Dai Mondiali allo street style, cresce la voglia di scarpe sportive vere
Con i Mondiali di calcio 2026 in corso, l’estetica da campo è entrata con forza anche nel guardaroba urbano. Le sneaker ispirate al calcio, con linee che ricordano le scarpe indoor o i modelli da allenamento, stanno guadagnando spazio tra chi cerca un’alternativa alle solite calzature bianche e pulite. Non è una citazione letterale dello spogliatoio, piuttosto una versione più quotidiana: suola bassa, profilo affusolato, colori da divisa.
Il risultato si vede soprattutto nello street style, dove bermuda in denim, polo, pantaloni cargo e gonne dritte vengono abbinati a scarpe dal carattere più atletico. L’effetto è meno costruito di quanto sembri. Un paio di sneaker sporty può smorzare un abito leggero, dare ritmo a un completo estivo o rendere più contemporaneo un look da ufficio informale. Solo allora il riferimento calcistico diventa moda, non costume.
La “sneakerina” porta la ballerina dentro il mondo delle scarpe da ginnastica
Tra le novità più discusse c’è la cosiddetta sneakerina, una silhouette ultra-flat che unisce la leggerezza della ballerina alla praticità della scarpa da ginnastica. Spesso realizzata in raso o in tessuti morbidi, piace perché alleggerisce il piede e non appesantisce gli outfit estivi. È una scarpa discreta, sì, ma non anonima.
La sua forza sta nella versatilità. Con un pantalone morbido crea una linea pulita, con un abito corto evita l’effetto troppo formale, con una gonna midi resta femminile senza sembrare studiata. Alcune insider l’hanno già scelta al posto dei sandali bassi, anche nelle giornate più calde, proprio perché la sneaker flat consente di muoversi senza la rigidità di una calzatura più elegante. Eppure mantiene una certa grazia, quasi da scarpa da danza.
Stampe, rétro e gorpcore: le tendenze che restano oltre la stagione
Le sneaker stampate sono la risposta più immediata ai look essenziali dell’estate. Quando l’abbigliamento si riduce a jeans, canotta, camicia bianca o t-shirt, una fantasia animalier, grafica o floreale può spostare l’attenzione sulla scarpa. Anche Anne Hathaway, spesso citata per le sue scelte fuori dal red carpet, ha mostrato quanto una sneaker a fantasia possa bastare da sola a costruire il punto focale del look.
Resistono poi le forme rétro, proposte stagione dopo stagione da marchi come Miu Miu e Prada. Sono modelli che richiamano le scarpe da tennis, da corsa o da palestra di qualche decennio fa, con profili bassi e materiali che migliorano quando si ammorbidiscono. Non hanno bisogno di sembrare nuove a tutti i costi. Anzi, un segno d’uso le rende più credibili.

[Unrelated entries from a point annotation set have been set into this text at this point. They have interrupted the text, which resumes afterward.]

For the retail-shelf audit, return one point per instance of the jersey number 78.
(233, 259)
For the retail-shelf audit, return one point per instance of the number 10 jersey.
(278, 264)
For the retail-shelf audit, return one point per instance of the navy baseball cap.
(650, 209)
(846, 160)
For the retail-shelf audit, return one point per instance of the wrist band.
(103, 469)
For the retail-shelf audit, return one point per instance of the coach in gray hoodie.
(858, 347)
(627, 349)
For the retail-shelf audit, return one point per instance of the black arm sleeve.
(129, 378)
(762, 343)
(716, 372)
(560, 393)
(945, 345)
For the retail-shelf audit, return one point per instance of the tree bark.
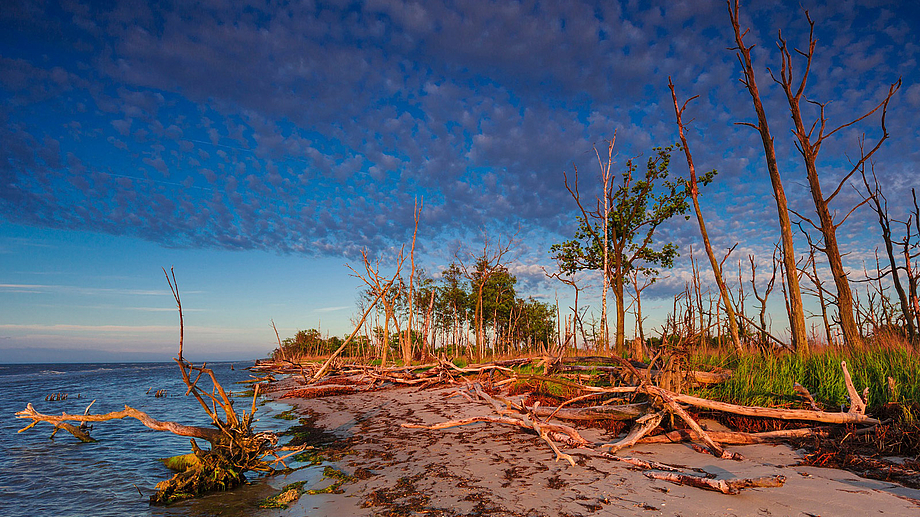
(794, 293)
(694, 194)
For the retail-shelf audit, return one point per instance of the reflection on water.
(116, 475)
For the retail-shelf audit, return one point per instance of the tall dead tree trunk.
(880, 206)
(809, 151)
(794, 294)
(762, 332)
(694, 194)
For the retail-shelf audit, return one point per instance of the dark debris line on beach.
(629, 392)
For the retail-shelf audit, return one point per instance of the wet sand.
(493, 469)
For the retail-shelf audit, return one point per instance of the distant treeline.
(444, 311)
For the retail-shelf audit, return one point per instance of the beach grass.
(768, 380)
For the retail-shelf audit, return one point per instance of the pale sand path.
(491, 469)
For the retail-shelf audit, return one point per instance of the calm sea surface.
(64, 477)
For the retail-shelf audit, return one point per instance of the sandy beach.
(492, 469)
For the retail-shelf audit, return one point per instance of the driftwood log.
(234, 447)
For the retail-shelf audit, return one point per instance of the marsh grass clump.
(769, 380)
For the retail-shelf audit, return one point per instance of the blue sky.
(258, 149)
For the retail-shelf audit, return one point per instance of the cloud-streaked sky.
(259, 148)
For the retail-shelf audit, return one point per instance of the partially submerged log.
(235, 448)
(726, 486)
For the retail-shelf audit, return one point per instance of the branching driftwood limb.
(726, 486)
(647, 417)
(235, 447)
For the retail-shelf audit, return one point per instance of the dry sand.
(492, 469)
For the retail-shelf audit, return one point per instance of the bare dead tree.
(384, 292)
(793, 293)
(570, 281)
(694, 194)
(762, 332)
(487, 263)
(809, 145)
(638, 287)
(879, 204)
(407, 342)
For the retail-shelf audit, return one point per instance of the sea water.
(116, 475)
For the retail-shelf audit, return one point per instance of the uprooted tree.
(234, 447)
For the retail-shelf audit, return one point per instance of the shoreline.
(490, 469)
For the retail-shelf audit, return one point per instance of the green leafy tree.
(638, 206)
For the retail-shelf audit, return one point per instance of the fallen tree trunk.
(205, 433)
(610, 412)
(697, 376)
(736, 438)
(726, 486)
(782, 414)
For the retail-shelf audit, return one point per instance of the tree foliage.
(639, 205)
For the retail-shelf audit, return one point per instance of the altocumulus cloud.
(312, 128)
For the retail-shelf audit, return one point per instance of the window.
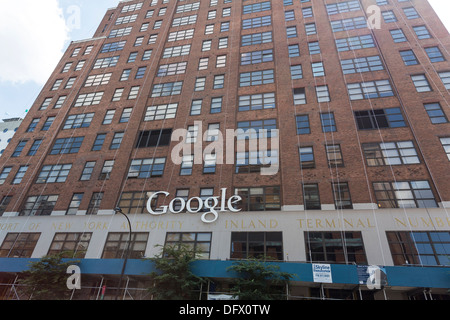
(259, 198)
(389, 16)
(434, 54)
(161, 112)
(117, 94)
(106, 170)
(335, 247)
(60, 102)
(216, 105)
(185, 20)
(48, 123)
(334, 155)
(390, 153)
(19, 175)
(94, 204)
(291, 32)
(67, 145)
(186, 165)
(257, 128)
(117, 243)
(379, 119)
(78, 121)
(342, 7)
(54, 173)
(311, 198)
(398, 35)
(154, 138)
(421, 83)
(200, 242)
(19, 148)
(256, 38)
(106, 62)
(196, 107)
(212, 134)
(200, 83)
(134, 91)
(74, 204)
(294, 50)
(33, 125)
(306, 158)
(4, 174)
(172, 69)
(411, 13)
(19, 245)
(138, 42)
(299, 96)
(327, 121)
(56, 85)
(257, 245)
(39, 205)
(256, 22)
(409, 58)
(435, 113)
(256, 78)
(314, 47)
(296, 72)
(322, 94)
(341, 194)
(303, 126)
(76, 242)
(429, 248)
(98, 143)
(256, 7)
(370, 90)
(87, 171)
(404, 194)
(134, 202)
(167, 89)
(318, 69)
(310, 28)
(445, 78)
(446, 144)
(257, 101)
(117, 140)
(219, 81)
(4, 204)
(255, 57)
(88, 99)
(253, 161)
(177, 51)
(355, 43)
(348, 24)
(146, 168)
(113, 46)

Infine c’è il gorpcore, la tendenza che porta in città scarpe nate per trekking, trail e outdoor. Il successo di brand come Salomon ha confermato che l’attrezzatura tecnica può dialogare con abiti romantici, shorts, pantaloni ampi e capi da tempo libero. È una scelta pratica, certo, ma anche estetica: aggiunge una nota funzionale, concreta, quasi ruvida. In un’estate in cui la sneaker 2026 non vuole più essere invisibile, è forse questa la direzione più chiara.